When I picked up Merry Hall by Beverley Nichols, I was incredibly excited.  Whenever I’ve asked about for recommendations of good gardening books, Nichols is invariably mentioned, either for the Merry Hall trilogy or the earlier Down the Garden Path, both semi-fictional chronicles of his gardening efforts at his homes.  And I was indeed delighted and amused by Nichols from the first page to the last, though I came away with no great fondness for the man himself.

After the (second) war, Nichols had a modest but rather specific goal in mind:  I wanted a house.  And I wanted a Georgian house.  And I wanted a garden of at least five acres.  A garden which, for preference, should be wrecked and lost and despairing.  Nichols completely won me over when he began praising Georgian architecture and deriding Tudor cottages in no uncertain terms.  Generally, he is a narrator who deals in absolutes – if your opinion is not the same as his, it is incorrect and you are to be pitied – but here, still early on in the book, he couches his opinion of all dissenters in rather gentler (for him) terms by at least first explaining the obvious disadvantages of the Tudor style:

…though it may seem sad, one grows out of Tudor cottages.  Little by little, the charm of being stunned and set reeling to the wall, six times a day, by the low beams on the ceiling, is apt to pall; one no longer darts gaily up to the bathroom for the sticking plaster, chortling with amusement at the nice Tudore bumpe on one’s forehand…It would be pleasant, one feels, to be able to stand up straight, from time to time…

As it is with comfort, so it is with taste; to linger in the Tudors is merely a sign of aesthetic adolescence; one must more on the eighteenth century, and if one has any sense, stay there.

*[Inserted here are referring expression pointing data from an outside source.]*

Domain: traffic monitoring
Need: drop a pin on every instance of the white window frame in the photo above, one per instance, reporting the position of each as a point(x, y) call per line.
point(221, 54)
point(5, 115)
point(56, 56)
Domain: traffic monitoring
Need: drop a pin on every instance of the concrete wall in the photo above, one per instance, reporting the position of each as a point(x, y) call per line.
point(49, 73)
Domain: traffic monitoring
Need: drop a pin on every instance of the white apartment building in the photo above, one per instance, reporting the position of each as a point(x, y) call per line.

Nichols’ interest in Merry Hall is solely in the place itself.  He wants nothing to do with the neighbourhood and his neighbours, persistent though they might be at trying to befriend him and get their hands on the excess produce from his excellent vegetable garden.  Those rare moments when he either admits the interlopers into his home or finds they’ve breeched the gates themselves, he is of course subjected to a passive aggressive lecture criticizing all the changes he has made.  Because the neighbours who best like to visit are always the ones who new the old residents best and remain loyal even to their misguided and offensive garden designs (though Nichols is offended by an endless list of things).

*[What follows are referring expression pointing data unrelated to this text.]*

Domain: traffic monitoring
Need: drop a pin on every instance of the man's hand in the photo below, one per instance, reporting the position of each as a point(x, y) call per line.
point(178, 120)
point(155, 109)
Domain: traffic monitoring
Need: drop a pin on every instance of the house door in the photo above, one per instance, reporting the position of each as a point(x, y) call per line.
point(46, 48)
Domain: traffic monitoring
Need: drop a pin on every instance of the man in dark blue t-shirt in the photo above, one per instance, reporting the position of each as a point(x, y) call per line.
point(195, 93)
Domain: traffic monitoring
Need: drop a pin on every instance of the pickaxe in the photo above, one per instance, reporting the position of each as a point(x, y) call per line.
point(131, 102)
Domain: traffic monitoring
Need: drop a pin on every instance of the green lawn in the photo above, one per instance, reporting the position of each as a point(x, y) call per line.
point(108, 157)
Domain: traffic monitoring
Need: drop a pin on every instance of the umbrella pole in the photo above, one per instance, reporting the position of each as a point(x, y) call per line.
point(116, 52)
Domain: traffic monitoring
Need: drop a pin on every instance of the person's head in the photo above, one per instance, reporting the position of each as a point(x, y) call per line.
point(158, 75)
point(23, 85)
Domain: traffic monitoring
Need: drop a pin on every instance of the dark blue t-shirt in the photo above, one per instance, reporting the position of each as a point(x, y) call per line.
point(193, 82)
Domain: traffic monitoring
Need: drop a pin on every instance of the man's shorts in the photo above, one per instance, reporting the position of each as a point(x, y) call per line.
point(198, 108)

While Nichols would probably make for an odious neighbour, with all his catty comments and ungenerous sentiments, these same features make him wickedly entertaining.  If you’re sensitive, this is not the book for you, as Nichols cheerfully insults all manner of people (women in particular).  Humourously, it is true, but quite seriously at the same time:

If you are in a position to plant a wood, and if you refrain from doing so, you must be, ipso facto, of a bleak and sullen disposition.  You are to be shunned.  It is arguable that your very existence should be made an offense in law.  To own a plot of land – to have enough money to plant that land with lilacs and maples and pines and pears, and not to do so, but to spend that money on something horrible like a mink coat…it is indecent.  Who wants to see you in a mink coat?  Nobody.

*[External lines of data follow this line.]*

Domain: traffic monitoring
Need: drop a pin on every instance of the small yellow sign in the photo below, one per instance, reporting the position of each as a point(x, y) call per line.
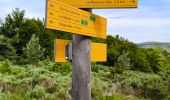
point(98, 51)
point(63, 17)
point(102, 3)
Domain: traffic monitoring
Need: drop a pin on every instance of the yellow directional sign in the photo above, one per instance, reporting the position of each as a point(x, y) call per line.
point(63, 17)
point(102, 3)
point(98, 51)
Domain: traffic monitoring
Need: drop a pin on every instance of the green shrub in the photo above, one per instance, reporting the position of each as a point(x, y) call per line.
point(5, 67)
point(38, 92)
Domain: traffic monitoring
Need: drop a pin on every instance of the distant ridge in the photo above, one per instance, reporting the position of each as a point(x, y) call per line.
point(164, 45)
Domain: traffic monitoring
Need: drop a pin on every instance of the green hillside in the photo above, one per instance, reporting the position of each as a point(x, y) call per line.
point(164, 45)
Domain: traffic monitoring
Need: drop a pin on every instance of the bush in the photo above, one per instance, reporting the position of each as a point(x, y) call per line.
point(38, 92)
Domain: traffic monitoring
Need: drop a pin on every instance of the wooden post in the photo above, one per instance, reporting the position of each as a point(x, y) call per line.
point(81, 67)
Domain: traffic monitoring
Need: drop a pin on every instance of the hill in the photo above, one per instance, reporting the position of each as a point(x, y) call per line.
point(164, 45)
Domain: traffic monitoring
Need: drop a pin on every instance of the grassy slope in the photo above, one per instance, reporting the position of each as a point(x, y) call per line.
point(165, 45)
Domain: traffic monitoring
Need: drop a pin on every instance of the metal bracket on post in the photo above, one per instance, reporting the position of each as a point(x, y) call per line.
point(69, 48)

He is also horribly misguided in his love affair with that most vile plant, the lily (his infatuation with the lilies already growing at the house are part of what leads him to purchase it), but as he is right-thinking in most other gardening matters (except for his passion for displays of tiny cut flowers), he may be forgiven.  He is an opinionated narrator but then I am an equally opinionated reader.  I did shudder whenever he described his cats, ‘One’ (a Siamese – I find them only slightly less repulsive than lilies) and ‘Four’, but his gardening descriptions are excellent and his critical humour irresistible.

Nichols at Merry Hall

There were a number of surprisingly practical passages in the book, which I hadn’t at all anticipated.  I’m used to humourous garden literature being more about the journey and the gardener himself rather than what the garden is composed of, so such guidance was surprising but welcome.  Nichols’ has a passion for winter plants and very instructive suggestions for which ones to try.  He also offers detailed guidance on the different types of berberis.  And as I plan out my spring garden and begin to plant the bulbs in the next couple of months, I will certainly have to consider Nichols’ edict on the correct way of planting daffodils:

As we all know, the only way to plant daffodils is to pile them on to a tray, and then to run out into the orchard and hurl the tray into the air, planting them exactly where they fall.  There may be other, less orthodox methods; if so they should be spurned.  The tray, the ecstatic gesture…that is the only sure road to success.

I would certainly never qualify this as a gentle read – it’s too malicious for that – nor a particularly charming one – too theatrically camp for that – but it is still a highly entertaining story of a man and his garden.  I’ll certainly be wanting to read the remaining two books in the trilogy sometime this winter because, though his affection for his fellow man is rarely evident, Nichols’ love for his garden can never be in doubt:

Some fall in love with women; some fall in love with art; some fall in love with death.

I fall in love with gardens, which is much the same as falling in love with all three at once.